I think I can do a little better. So I came up with a whole menu of burgers inspired by each of the presidential candidates…

The Trump: A pound of PCP between two buns. May lead to overconfidence and the perception those around you are “low energy”.

The Jeb Bush: Made with 100% USDA Dynasty Beef, topped with a sprinkle of queso fresco, and served in a Super PACK. Sounds great on paper but tastes uninspiring.

The Hillary Clinton: A totally spontaneous, unscripted burger cooked to order by a team of political consultants over a period of six weeks and four focus groups.

The Bernie Sanders: Topped with enough hot peppers to cause delirium and a belief in impossible things. Feel the Bern.

The Bobby Jindal: A good old-fashioned, all-American burger. Definitely nothing Indian about it whatsoever.

The Carly Fiorina: A burger served in a jammed HP printer.

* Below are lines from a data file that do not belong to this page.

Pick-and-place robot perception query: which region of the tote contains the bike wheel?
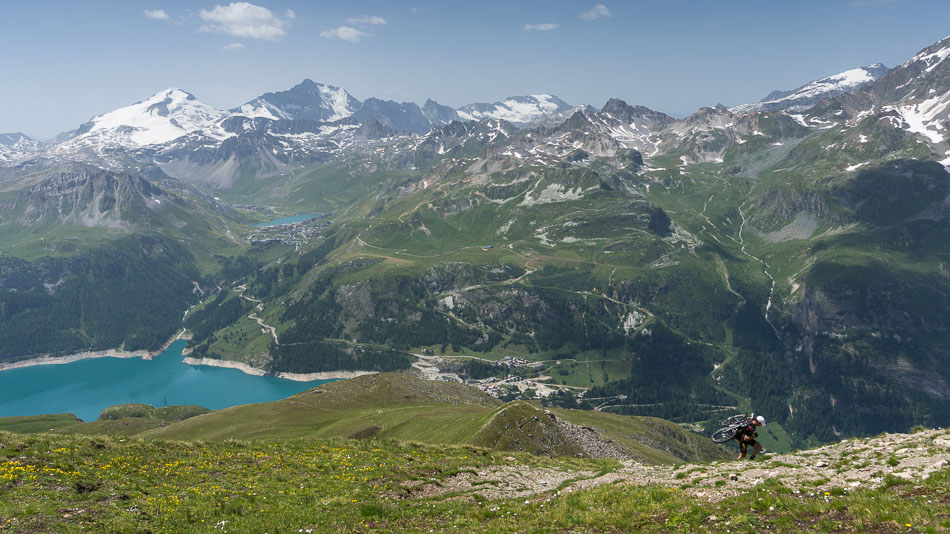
[722,415,746,426]
[711,426,738,443]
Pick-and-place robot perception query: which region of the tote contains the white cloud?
[199,2,287,41]
[320,26,369,43]
[346,15,386,24]
[521,22,561,32]
[581,4,610,20]
[145,9,168,20]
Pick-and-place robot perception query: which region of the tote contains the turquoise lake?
[0,340,328,421]
[254,213,317,226]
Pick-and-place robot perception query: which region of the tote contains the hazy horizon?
[0,0,950,139]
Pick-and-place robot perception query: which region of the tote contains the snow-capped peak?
[79,87,227,146]
[730,63,888,114]
[457,93,571,124]
[904,36,950,72]
[232,79,360,122]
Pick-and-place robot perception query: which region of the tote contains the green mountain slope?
[0,430,950,533]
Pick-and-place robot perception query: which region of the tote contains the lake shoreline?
[182,356,377,382]
[0,330,185,372]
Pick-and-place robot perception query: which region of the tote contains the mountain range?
[0,38,950,445]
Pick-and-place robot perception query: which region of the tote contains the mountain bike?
[710,415,750,443]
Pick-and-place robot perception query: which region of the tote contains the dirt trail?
[401,429,950,502]
[234,284,280,345]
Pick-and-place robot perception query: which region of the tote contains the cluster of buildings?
[248,218,330,245]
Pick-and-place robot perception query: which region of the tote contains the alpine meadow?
[0,2,950,533]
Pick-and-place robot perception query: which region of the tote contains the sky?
[0,0,950,139]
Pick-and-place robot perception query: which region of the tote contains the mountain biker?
[735,414,765,460]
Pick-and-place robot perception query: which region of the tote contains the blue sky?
[0,0,950,138]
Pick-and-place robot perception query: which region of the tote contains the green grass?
[0,433,950,533]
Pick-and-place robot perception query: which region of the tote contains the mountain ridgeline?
[0,35,950,445]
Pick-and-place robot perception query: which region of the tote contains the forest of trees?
[0,237,198,360]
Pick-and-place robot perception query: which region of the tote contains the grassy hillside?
[0,431,950,533]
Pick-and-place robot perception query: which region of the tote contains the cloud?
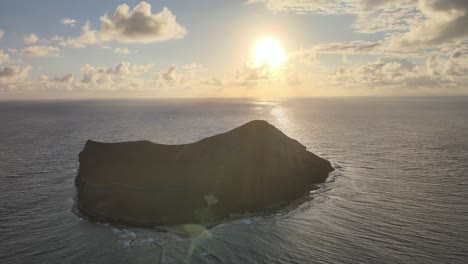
[101,2,187,43]
[24,33,39,44]
[60,18,78,27]
[58,21,99,48]
[80,61,152,88]
[0,49,10,65]
[395,0,468,47]
[0,66,31,91]
[353,0,424,33]
[246,0,360,14]
[330,58,448,89]
[21,46,59,57]
[54,73,73,83]
[113,48,130,55]
[52,1,187,47]
[155,63,206,89]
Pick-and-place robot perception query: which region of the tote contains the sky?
[0,0,468,99]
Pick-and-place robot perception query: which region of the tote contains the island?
[75,120,333,227]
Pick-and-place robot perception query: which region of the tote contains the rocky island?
[75,120,333,226]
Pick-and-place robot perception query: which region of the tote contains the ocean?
[0,97,468,263]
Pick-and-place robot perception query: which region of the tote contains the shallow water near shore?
[0,97,468,263]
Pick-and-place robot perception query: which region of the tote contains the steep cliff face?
[75,121,333,226]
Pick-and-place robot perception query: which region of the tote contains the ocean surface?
[0,97,468,263]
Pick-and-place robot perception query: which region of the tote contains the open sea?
[0,97,468,264]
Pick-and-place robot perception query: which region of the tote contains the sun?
[254,37,287,68]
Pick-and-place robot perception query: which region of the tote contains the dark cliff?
[75,121,333,226]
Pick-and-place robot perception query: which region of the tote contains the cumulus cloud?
[80,61,152,90]
[396,0,468,47]
[24,33,39,44]
[113,48,130,55]
[59,21,99,48]
[0,49,10,65]
[101,2,187,43]
[60,18,78,27]
[155,63,206,88]
[0,66,31,91]
[21,46,59,57]
[53,1,187,47]
[353,0,424,33]
[330,58,445,88]
[246,0,360,14]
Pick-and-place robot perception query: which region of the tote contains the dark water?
[0,98,468,263]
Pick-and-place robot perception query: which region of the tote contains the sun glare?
[254,38,286,68]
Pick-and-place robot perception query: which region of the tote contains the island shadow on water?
[74,120,334,236]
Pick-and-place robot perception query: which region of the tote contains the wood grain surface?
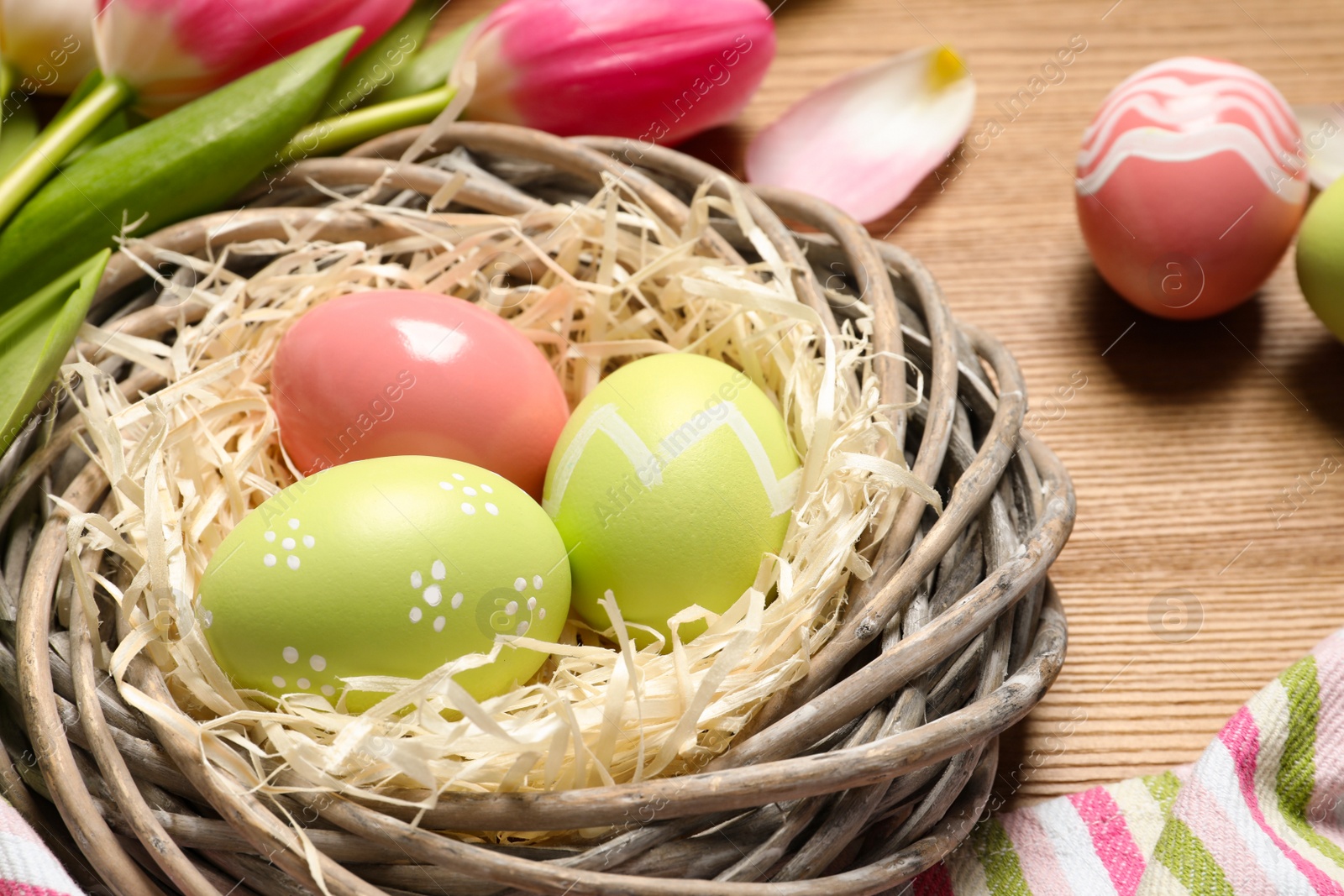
[441,0,1344,806]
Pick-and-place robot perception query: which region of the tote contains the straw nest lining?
[50,145,924,822]
[0,125,1073,893]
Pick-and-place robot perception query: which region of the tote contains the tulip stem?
[0,76,134,226]
[280,86,457,164]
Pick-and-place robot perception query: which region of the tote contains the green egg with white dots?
[1297,179,1344,341]
[199,457,570,712]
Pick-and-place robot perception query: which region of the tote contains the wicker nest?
[0,123,1074,896]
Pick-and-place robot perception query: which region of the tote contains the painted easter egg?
[1077,56,1308,318]
[542,354,800,643]
[199,457,570,710]
[1297,180,1344,341]
[271,291,570,497]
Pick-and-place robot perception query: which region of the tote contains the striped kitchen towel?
[0,799,81,896]
[8,631,1344,896]
[919,631,1344,896]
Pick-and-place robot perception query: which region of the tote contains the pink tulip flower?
[94,0,412,113]
[465,0,774,144]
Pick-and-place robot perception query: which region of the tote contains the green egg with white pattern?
[542,354,800,645]
[199,457,570,712]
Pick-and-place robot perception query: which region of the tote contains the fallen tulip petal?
[1293,102,1344,190]
[748,47,976,222]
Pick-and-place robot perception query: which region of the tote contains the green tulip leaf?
[0,102,38,175]
[318,0,433,117]
[0,249,112,453]
[368,16,484,103]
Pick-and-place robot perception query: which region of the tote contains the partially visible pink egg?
[271,291,570,498]
[1077,56,1308,318]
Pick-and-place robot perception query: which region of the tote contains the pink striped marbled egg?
[1077,56,1308,318]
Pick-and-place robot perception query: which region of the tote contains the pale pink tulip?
[464,0,774,144]
[748,45,976,222]
[0,0,98,93]
[94,0,412,113]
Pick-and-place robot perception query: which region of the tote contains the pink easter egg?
[271,291,570,498]
[1075,56,1308,320]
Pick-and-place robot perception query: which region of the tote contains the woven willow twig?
[0,123,1074,896]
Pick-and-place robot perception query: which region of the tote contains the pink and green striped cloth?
[919,631,1344,896]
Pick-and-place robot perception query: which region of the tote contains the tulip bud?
[93,0,412,114]
[0,0,97,94]
[464,0,774,144]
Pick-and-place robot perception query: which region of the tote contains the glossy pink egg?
[271,291,570,498]
[1077,56,1308,318]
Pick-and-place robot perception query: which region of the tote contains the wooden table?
[442,0,1344,804]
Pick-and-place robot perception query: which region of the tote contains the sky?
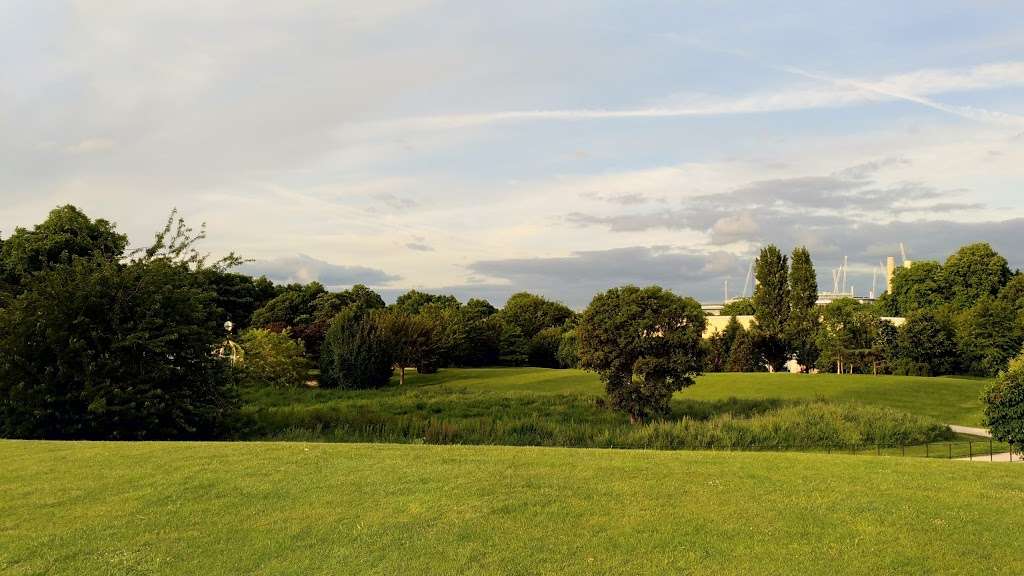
[0,0,1024,307]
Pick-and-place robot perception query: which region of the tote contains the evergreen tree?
[785,247,819,371]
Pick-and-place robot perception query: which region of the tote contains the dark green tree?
[754,245,790,372]
[942,243,1011,310]
[785,247,821,372]
[577,286,707,421]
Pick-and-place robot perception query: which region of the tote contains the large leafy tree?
[754,246,790,372]
[983,356,1024,451]
[0,204,128,295]
[785,247,820,370]
[889,261,947,316]
[577,286,707,421]
[942,243,1011,310]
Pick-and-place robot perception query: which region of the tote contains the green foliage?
[982,355,1024,451]
[494,317,529,366]
[942,243,1011,310]
[0,256,236,440]
[240,328,311,387]
[393,290,458,316]
[725,328,765,372]
[956,296,1024,376]
[0,204,128,286]
[721,298,755,316]
[754,245,791,372]
[890,261,947,317]
[817,298,882,374]
[527,326,562,368]
[785,247,821,371]
[577,286,707,420]
[376,308,441,384]
[558,328,580,368]
[499,292,575,340]
[894,310,957,376]
[319,307,393,388]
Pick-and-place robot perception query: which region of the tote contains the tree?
[721,298,755,316]
[956,296,1024,376]
[527,326,562,368]
[0,204,128,291]
[982,355,1024,451]
[377,308,439,385]
[895,310,957,376]
[785,247,820,372]
[241,328,310,387]
[754,246,790,372]
[319,307,394,388]
[891,261,946,317]
[500,292,575,339]
[577,286,707,421]
[0,228,237,440]
[942,243,1011,310]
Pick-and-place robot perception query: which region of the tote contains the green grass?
[0,441,1024,576]
[380,368,988,426]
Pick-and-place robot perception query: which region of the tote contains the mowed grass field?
[393,368,988,426]
[0,441,1024,576]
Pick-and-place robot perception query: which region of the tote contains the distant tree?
[577,286,707,421]
[956,296,1024,376]
[721,298,755,316]
[942,243,1011,310]
[705,317,753,372]
[558,328,580,368]
[890,261,947,317]
[499,292,575,339]
[785,247,821,371]
[377,308,440,385]
[319,307,393,388]
[495,317,529,366]
[896,310,957,376]
[982,356,1024,451]
[754,246,790,372]
[816,298,880,374]
[240,328,311,387]
[0,204,128,287]
[527,326,562,368]
[392,290,461,316]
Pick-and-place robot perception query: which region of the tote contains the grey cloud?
[242,254,399,286]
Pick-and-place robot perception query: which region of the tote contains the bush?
[240,328,310,387]
[0,257,237,440]
[319,308,393,388]
[982,355,1024,449]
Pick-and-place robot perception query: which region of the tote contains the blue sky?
[0,0,1024,306]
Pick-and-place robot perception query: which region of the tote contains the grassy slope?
[395,368,987,425]
[0,442,1024,576]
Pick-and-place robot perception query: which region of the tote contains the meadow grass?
[237,369,963,450]
[0,441,1024,576]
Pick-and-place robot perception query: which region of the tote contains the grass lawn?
[0,441,1024,576]
[393,368,988,426]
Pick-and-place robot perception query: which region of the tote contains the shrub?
[982,355,1024,449]
[241,328,310,387]
[319,308,393,388]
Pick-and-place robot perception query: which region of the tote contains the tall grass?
[243,387,952,450]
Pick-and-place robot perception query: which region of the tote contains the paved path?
[949,424,992,438]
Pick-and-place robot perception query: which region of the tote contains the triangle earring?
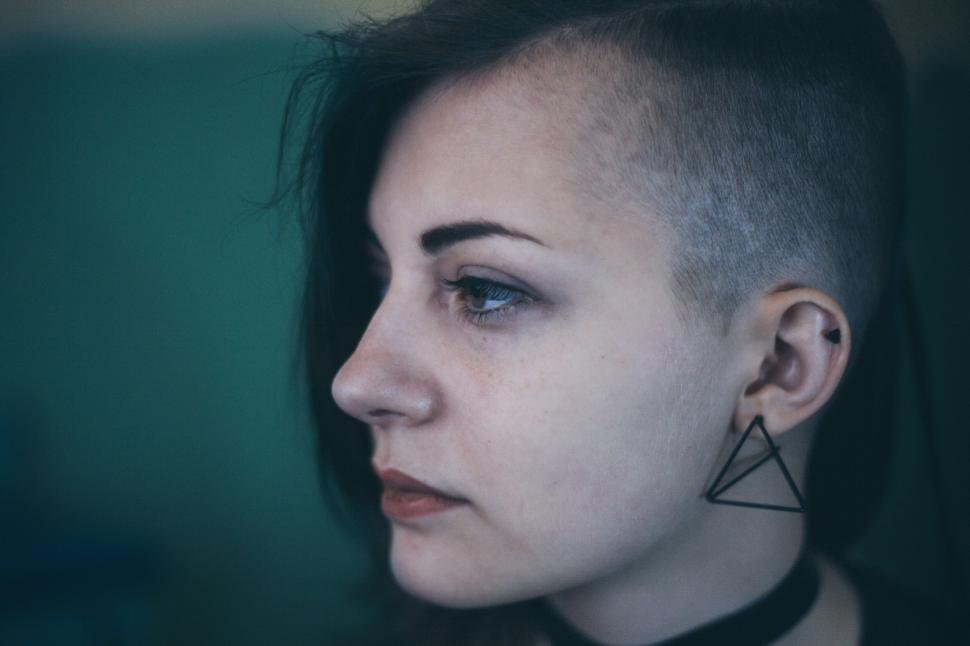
[705,415,805,513]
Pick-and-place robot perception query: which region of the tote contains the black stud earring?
[705,415,805,513]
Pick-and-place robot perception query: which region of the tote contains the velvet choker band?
[537,555,819,646]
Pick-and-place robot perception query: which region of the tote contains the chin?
[391,548,543,609]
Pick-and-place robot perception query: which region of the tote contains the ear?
[734,287,852,435]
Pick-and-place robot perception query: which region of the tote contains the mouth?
[376,469,469,520]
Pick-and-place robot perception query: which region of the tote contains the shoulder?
[839,562,966,646]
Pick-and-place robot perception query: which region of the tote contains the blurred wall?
[0,0,970,644]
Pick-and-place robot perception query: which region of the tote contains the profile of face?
[332,71,760,607]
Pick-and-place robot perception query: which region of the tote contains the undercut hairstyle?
[273,0,905,643]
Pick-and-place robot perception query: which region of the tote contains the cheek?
[461,322,703,571]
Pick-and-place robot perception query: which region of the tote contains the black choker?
[537,555,818,646]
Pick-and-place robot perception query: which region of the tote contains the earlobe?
[734,287,850,434]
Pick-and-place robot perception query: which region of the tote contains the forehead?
[367,73,661,270]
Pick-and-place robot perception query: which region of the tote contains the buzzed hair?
[290,0,905,360]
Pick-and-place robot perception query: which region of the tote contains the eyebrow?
[367,220,548,256]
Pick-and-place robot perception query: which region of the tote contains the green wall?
[0,36,376,644]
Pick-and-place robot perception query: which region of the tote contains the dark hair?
[276,0,905,644]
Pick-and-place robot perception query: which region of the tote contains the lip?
[375,469,468,520]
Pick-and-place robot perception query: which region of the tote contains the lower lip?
[381,489,468,520]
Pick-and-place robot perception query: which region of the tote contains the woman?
[272,0,960,646]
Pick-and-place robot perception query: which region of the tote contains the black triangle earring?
[705,415,805,513]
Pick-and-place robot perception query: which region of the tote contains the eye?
[441,276,535,327]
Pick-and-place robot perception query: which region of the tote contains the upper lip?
[374,467,463,500]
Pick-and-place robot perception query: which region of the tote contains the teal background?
[0,36,369,644]
[0,8,970,644]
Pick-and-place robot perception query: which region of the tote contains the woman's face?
[333,73,740,607]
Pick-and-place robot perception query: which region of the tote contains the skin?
[332,67,858,645]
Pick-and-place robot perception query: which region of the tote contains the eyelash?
[441,276,532,327]
[366,276,534,327]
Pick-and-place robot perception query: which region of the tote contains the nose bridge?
[331,298,439,427]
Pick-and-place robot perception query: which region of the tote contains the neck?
[548,432,808,645]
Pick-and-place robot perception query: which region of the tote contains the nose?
[331,300,440,428]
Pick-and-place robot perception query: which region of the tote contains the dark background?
[0,0,970,644]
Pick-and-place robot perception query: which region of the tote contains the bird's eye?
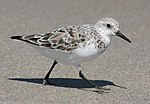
[107,24,111,28]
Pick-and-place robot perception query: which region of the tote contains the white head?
[95,17,131,43]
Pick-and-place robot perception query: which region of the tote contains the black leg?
[79,70,99,87]
[79,70,110,94]
[43,60,58,85]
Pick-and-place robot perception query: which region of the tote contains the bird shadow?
[8,78,126,89]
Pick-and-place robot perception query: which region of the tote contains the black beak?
[116,30,131,43]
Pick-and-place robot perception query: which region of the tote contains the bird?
[10,17,131,92]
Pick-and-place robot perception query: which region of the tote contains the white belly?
[32,42,106,65]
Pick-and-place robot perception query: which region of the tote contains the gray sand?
[0,0,150,104]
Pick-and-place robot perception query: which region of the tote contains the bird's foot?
[43,78,55,86]
[94,86,111,94]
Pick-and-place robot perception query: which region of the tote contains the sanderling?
[11,17,131,93]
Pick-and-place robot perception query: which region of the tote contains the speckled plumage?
[11,17,131,93]
[10,17,131,65]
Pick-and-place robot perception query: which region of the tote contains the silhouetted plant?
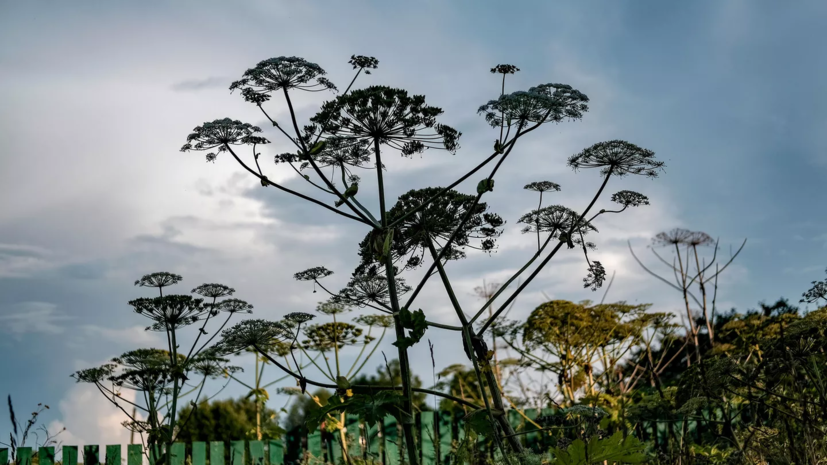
[181,52,663,465]
[0,394,66,463]
[72,272,247,464]
[625,227,747,356]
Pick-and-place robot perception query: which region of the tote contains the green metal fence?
[0,409,708,465]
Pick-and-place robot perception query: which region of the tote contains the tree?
[176,397,284,443]
[186,56,664,465]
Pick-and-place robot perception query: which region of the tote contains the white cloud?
[48,384,140,456]
[0,301,73,339]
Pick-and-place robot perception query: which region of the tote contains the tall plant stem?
[477,168,612,334]
[692,244,718,347]
[428,238,523,454]
[373,139,419,465]
[675,244,701,363]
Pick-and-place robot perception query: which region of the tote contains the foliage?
[72,272,246,465]
[0,394,66,463]
[177,397,284,443]
[181,49,664,465]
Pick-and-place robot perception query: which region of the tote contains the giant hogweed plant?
[181,56,664,465]
[72,272,252,464]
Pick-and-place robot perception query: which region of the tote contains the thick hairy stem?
[675,244,701,363]
[428,240,523,453]
[692,245,717,347]
[380,252,419,465]
[373,135,419,465]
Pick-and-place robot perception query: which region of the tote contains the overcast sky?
[0,0,827,452]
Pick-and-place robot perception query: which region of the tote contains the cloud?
[0,301,73,339]
[77,325,165,348]
[47,384,140,456]
[0,244,52,278]
[172,76,227,92]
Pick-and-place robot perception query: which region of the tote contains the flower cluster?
[799,270,827,304]
[230,56,336,100]
[477,84,589,128]
[359,187,505,268]
[216,319,293,354]
[302,322,362,352]
[517,205,597,237]
[181,118,270,161]
[293,266,333,281]
[652,228,715,247]
[612,191,649,208]
[135,271,183,288]
[129,295,211,331]
[348,55,379,74]
[568,140,665,178]
[310,86,461,156]
[331,265,411,307]
[353,315,393,328]
[491,65,520,74]
[523,181,560,193]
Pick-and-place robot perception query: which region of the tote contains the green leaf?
[336,376,350,390]
[477,178,494,195]
[393,307,428,349]
[552,431,649,465]
[310,140,327,155]
[465,409,494,437]
[382,229,393,257]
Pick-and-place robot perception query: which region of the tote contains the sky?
[0,0,827,454]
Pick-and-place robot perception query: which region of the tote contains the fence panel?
[419,412,437,465]
[210,441,224,465]
[192,441,207,465]
[106,444,121,465]
[307,430,322,459]
[345,414,363,458]
[268,440,284,465]
[17,447,32,465]
[38,447,55,465]
[61,446,78,465]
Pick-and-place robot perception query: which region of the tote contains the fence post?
[382,415,401,465]
[269,439,284,465]
[17,447,32,465]
[105,444,121,465]
[419,412,437,465]
[83,445,100,465]
[128,444,144,465]
[230,441,244,465]
[436,411,454,464]
[365,423,382,462]
[39,447,55,465]
[345,414,367,458]
[192,441,207,465]
[210,441,224,465]
[250,441,265,465]
[307,429,322,459]
[168,442,184,465]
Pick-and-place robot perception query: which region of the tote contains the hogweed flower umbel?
[181,118,270,161]
[477,84,589,128]
[568,140,665,178]
[310,86,461,156]
[230,57,336,98]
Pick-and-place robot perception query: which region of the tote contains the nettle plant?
[72,272,253,464]
[181,56,664,465]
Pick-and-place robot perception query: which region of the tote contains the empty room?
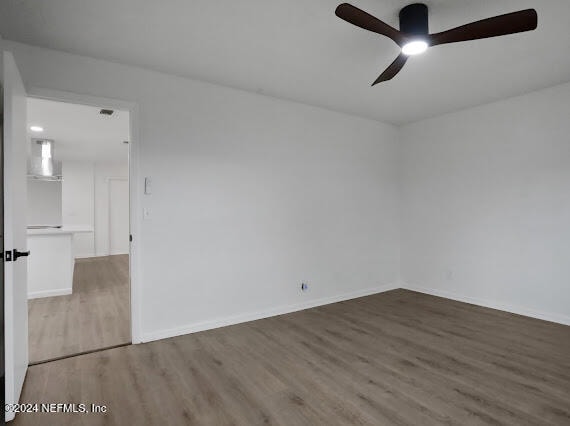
[0,0,570,426]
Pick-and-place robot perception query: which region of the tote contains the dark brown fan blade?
[372,53,408,86]
[335,3,406,46]
[430,9,538,46]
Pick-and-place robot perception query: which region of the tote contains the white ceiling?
[4,0,570,124]
[28,98,129,162]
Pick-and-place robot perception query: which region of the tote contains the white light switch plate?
[144,177,152,195]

The Rand Paul: You have to make this burger yourself and you’re not allowed to share it. Because that’s freedom.

The Ted Cruz: Topped with bacon, cheese, and a slab of lard. After it gives you heart disease, it takes away your healthcare.

The Marco Rubio: We designed this burger to appeal to the growing population of Latino diners. There’s nothing in it that most Latinos like to eat, but we just wanted them to know we were thinking of them.

The Mike Huckabee: Ground dinosaur meat served on an ark. Gluten free.

The Lawrence Lessig: A veggie burger that became a beef burger to expose the evils of factory farming. Once it abolishes beef burgers, it goes back to being a veggie burger.

The Chris Christie: A burger inside an identical burger inside an identical burger. It’s full of itself.

The Ben Carson: Looks like a regular, mild-mannered burger, but after you eat it you compare everything to slavery or the Holocaust.

The Kasich Graham O’Malley Pataki Santorum Gilmore: We’ll figure out what this burger is as soon as one person orders it.

So, what are you having?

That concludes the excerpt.